Monkey Business

Apparently it’s emotional support animal week here at Barrier Free Travels, as now we have a service monkey in the news.

Debby Rose is suing the Springfield-Greene County Health Department because she alleges they lacked the authority to determine if her emotional support monkey qualifies as a service animal under the Americans with Disabilities Act (ADA).

Apparently Ms. Rose is prone to panic attacks when out in public, and somehow her 10-year old old bonnet macaque helps alleviate them. I assume that local merchants approached the health department, asking for some sort of clarification about the rules regarding emotional support animals. To that end, the health department sent out a letter to local restaurants and grocery stores advising them that Ms. Rose’s monkey did not qualify as a service animal, and they were not required to accommodate it/her.

She’s also suing Cox Health for prohibiting her from taking the monkey to nursing classes and Wal-Mart for denying her and Richard access to the store.

Yes, I said nursing classes.

Apparently this isn’t Ms. Rose’s first foray into the legal arena, as she filed a similar complaint with the Missouri Commission on Human Rights in 2006. They ruled in favor of the health department.

Which brings us back to the issue of emotional support animals. Are they covered under the ADA (outside of fair housing issues)? The DOJ has been very adamant about their position on this matter, even to the point of clarifying it in the recently released NPRM.

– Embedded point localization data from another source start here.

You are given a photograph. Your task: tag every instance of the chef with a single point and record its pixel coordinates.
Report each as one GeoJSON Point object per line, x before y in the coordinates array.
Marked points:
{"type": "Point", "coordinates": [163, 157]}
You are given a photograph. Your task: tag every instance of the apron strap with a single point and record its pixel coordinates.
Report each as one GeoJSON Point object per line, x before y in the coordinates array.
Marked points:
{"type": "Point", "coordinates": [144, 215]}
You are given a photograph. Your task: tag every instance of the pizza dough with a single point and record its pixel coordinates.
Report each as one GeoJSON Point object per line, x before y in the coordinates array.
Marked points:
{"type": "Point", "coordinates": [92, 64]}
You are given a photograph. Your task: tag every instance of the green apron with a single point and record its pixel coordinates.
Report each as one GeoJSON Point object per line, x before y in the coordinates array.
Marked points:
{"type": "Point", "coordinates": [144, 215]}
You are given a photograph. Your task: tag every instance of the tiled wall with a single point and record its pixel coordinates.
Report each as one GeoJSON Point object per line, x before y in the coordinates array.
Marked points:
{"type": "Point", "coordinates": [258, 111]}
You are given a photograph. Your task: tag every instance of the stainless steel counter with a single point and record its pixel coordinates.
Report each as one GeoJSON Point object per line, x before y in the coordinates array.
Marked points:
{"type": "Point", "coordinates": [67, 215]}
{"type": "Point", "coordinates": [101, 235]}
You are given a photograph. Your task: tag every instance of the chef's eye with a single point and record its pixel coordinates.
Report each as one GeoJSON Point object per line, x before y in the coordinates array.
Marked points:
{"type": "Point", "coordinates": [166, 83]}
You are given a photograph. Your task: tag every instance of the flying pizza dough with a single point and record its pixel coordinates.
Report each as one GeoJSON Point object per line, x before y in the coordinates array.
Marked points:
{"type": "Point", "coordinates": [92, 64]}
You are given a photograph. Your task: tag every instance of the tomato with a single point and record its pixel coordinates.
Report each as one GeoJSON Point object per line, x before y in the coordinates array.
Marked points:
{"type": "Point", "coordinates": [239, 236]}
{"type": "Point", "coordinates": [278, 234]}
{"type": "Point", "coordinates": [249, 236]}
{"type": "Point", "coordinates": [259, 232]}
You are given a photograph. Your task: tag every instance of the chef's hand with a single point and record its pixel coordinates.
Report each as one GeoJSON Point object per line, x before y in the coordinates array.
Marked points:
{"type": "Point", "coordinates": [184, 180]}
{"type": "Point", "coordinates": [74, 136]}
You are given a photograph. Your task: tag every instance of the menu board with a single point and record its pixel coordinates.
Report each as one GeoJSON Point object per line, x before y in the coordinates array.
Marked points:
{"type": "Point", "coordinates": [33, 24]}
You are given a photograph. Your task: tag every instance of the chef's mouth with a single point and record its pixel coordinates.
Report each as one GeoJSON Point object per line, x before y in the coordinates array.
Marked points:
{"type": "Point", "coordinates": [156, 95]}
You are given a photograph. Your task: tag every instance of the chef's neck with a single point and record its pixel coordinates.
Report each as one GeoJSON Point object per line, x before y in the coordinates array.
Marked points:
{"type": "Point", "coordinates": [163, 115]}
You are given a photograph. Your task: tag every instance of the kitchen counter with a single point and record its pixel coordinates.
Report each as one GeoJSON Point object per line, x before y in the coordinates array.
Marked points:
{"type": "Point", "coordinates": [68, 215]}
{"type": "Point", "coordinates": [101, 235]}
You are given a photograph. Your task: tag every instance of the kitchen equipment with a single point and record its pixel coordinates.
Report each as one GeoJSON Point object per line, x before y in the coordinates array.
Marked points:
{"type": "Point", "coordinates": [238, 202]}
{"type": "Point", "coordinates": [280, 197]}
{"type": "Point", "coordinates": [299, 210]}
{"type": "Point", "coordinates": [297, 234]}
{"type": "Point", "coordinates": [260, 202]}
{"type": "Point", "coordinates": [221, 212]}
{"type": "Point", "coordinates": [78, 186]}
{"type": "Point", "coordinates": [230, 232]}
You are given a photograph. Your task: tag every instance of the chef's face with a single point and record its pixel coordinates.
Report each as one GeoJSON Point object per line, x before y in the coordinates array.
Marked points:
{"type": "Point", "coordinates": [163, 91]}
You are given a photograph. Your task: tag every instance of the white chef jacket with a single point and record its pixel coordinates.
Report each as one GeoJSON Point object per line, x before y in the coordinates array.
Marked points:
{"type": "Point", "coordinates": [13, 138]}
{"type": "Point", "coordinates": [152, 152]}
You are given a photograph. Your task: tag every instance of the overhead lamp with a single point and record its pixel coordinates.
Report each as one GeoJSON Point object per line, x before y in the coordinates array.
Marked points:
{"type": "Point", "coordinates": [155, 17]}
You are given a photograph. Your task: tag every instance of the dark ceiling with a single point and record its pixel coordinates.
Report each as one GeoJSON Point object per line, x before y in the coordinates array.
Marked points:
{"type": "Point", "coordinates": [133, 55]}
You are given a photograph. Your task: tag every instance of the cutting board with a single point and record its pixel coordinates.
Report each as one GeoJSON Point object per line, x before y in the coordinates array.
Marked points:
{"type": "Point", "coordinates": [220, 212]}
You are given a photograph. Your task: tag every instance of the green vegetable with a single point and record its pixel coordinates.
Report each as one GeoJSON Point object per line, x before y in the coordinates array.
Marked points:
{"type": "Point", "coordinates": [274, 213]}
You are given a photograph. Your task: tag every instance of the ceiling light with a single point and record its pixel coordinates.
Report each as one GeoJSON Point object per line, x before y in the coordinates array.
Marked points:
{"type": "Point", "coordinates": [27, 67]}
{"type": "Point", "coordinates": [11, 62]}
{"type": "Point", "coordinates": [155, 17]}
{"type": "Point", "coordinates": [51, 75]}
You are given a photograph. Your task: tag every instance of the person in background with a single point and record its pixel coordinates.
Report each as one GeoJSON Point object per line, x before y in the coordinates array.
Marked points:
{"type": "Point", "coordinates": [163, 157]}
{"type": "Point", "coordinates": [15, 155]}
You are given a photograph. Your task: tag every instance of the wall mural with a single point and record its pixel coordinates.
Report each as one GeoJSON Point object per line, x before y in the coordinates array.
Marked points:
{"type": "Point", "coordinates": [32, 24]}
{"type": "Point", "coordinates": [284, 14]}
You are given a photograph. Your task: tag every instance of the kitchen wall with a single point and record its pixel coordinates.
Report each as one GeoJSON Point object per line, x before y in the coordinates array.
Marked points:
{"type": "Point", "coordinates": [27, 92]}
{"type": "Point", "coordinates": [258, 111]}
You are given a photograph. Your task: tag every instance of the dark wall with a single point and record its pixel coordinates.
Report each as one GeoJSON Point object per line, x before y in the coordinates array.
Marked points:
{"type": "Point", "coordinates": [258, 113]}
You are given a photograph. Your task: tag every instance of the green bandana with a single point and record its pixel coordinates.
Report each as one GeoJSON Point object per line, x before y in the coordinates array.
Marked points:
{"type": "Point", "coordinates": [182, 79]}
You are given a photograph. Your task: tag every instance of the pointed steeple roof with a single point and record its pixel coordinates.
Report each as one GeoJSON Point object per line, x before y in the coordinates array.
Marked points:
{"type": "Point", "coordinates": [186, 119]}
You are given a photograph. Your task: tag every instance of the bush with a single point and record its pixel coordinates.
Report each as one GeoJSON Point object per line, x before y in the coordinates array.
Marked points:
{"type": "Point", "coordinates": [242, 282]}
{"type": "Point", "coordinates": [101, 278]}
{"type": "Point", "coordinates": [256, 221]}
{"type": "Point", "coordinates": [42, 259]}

From the June 17, 2008 issue of the Federal Register:

The Department is proposing new regulatory text in ? 35.104 to formalize its position on emotional support or comfort animals, which is that ”[a]nimals whose sole function is to provide emotional support, comfort, therapy, companionship, therapeutic benefits, or promote emotional wellbeing are not service animals.”

So, in a word, no.

Now don’t get me wrong, a monkey can be considered a service animal, if perhaps it performs a specific task, like picking up objects or opening doors; however “calming a person down” clearly falls under the umbrella of emotional support, wellbeing and comfort.

And before I’m inundated with e-mails claiming that I’m an animal hater; take a gander at my bio photo and notice that I’m holding an animal myself.

But I do really hate to see cases like this emerge, as they tend to damage the credibility of those folks who have legitimate service animals.

I’d be willing to place money on which way this case will go. The same way it went in 2006!